Table of Contents

Nagios

Summary

We have a nagios instance at nagios.front.sepia.ceph.com. Alerts for testnodes are sent to ceph-infra AT redhat DOT com while alerts for production services are sent to dmick and dgalloway. Alfredo and Andrew also get alerts for the Jenkins CI stuff.

NRPE is configured on nagios-monitored hosts using the common role in ceph-cm-ansible.

Checks

Load, Disk Space, and HTTP are built-in Nagios checks performed on applicable host.
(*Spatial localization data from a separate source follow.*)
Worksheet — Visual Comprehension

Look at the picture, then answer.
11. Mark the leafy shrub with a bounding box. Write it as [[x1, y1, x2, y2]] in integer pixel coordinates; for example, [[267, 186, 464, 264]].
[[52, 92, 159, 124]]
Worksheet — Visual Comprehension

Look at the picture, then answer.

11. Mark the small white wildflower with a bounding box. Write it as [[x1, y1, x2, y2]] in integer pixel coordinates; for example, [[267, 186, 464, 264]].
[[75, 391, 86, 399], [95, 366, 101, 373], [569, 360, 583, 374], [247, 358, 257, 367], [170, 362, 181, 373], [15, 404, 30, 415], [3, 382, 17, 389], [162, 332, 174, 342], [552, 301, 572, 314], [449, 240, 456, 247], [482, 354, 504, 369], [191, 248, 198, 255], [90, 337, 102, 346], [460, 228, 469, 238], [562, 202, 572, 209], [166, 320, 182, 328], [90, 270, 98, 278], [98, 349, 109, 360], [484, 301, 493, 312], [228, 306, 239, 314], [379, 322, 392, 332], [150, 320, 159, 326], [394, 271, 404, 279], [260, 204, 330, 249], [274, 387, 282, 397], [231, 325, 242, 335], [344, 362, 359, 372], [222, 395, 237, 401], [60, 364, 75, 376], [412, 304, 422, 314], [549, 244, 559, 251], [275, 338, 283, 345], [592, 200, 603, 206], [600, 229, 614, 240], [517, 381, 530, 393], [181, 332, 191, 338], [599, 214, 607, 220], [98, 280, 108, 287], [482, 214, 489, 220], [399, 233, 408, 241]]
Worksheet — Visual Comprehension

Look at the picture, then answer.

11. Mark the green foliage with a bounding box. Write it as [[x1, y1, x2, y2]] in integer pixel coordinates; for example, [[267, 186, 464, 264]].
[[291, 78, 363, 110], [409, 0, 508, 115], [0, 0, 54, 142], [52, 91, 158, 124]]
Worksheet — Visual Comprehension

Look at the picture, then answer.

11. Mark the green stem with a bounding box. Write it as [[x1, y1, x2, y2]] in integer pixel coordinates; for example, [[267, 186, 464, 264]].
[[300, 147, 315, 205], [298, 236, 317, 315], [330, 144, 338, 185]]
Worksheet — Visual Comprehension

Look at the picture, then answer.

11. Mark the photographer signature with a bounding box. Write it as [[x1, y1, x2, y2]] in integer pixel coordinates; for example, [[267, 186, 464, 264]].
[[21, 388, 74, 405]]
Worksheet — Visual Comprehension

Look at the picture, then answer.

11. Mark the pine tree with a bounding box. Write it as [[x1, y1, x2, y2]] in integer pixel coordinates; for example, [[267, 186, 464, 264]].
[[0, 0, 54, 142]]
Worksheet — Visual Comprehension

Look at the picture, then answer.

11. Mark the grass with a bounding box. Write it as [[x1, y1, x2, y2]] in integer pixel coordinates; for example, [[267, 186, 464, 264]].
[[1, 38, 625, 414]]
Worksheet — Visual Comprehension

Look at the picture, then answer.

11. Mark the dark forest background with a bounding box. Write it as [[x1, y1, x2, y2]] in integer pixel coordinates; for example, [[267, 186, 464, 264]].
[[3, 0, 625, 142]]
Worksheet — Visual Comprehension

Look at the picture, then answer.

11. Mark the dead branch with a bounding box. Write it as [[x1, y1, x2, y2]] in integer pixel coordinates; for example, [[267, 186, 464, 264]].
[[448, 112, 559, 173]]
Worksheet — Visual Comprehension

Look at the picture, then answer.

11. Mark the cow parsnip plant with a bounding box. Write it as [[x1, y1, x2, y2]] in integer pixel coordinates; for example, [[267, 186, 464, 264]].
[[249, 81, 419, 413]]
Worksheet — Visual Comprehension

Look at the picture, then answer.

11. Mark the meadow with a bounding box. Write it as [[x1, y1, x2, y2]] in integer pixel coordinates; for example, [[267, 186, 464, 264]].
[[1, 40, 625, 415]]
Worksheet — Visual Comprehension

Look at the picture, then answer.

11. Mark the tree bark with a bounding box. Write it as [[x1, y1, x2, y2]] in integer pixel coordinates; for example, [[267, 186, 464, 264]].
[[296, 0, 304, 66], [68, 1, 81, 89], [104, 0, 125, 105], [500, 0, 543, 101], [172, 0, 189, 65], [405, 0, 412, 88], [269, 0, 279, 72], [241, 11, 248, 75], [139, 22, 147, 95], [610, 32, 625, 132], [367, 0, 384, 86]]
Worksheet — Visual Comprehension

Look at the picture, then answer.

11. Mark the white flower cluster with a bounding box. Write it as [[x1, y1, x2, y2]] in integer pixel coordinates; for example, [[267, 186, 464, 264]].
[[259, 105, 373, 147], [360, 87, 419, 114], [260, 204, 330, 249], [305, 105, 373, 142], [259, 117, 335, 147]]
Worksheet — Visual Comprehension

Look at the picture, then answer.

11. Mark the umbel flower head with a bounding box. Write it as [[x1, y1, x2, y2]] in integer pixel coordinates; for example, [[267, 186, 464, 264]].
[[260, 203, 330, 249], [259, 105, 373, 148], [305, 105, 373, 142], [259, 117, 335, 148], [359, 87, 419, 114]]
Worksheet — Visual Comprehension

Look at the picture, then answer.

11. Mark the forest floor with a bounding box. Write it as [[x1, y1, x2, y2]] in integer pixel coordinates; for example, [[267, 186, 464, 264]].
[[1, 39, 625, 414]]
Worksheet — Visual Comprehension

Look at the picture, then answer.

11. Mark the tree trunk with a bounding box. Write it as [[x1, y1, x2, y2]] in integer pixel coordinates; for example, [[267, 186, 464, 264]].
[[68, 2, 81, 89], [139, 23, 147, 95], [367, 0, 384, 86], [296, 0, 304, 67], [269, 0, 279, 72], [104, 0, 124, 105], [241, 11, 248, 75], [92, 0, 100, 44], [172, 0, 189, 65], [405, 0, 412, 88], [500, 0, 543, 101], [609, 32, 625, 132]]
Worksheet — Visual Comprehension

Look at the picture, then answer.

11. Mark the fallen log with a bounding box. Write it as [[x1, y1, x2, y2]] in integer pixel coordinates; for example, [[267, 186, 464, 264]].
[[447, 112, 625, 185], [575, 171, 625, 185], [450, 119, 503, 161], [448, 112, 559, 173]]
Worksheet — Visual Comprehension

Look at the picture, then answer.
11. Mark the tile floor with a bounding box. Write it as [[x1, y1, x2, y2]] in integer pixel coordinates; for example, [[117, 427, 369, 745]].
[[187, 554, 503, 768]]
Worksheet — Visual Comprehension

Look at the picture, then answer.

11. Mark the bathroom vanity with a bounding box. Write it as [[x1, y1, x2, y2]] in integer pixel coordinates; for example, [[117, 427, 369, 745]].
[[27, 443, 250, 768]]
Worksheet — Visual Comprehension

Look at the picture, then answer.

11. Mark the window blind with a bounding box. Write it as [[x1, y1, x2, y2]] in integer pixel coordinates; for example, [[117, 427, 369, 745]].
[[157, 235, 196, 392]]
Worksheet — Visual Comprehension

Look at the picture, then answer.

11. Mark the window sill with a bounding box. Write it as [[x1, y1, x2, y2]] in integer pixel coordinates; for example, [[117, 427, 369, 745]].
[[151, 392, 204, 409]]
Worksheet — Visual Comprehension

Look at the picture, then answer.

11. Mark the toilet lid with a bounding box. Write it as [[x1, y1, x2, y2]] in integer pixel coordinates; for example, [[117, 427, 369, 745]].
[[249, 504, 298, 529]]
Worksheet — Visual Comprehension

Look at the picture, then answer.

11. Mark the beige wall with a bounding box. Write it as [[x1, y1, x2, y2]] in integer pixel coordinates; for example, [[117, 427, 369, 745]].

Some of these are configurable and found in /etc/nagios-plugins/config/.

SMART

Calls /usr/libexec/smart.sh on applicable hosts.

RAID

Calls /usr/libexec/raid.pl on applicable hosts.

LRC Health

This checks in with reesi001 where a custom nagios plugin is in place. It currently whitelists 'failing to respond to cache pressure' when anything but HEALTH_OK is returned.

root@reesi001:~# tail -n 1 /etc/nagios/nrpe_local.cfg
command[check_ceph_health]=/usr/lib/nagios/plugins/ceph-nagios-plugins/src/check_ceph_health --name client.nagios -k /etc/ceph/client.nagios.keyring --whitelist 'failing to respond to cache pressure'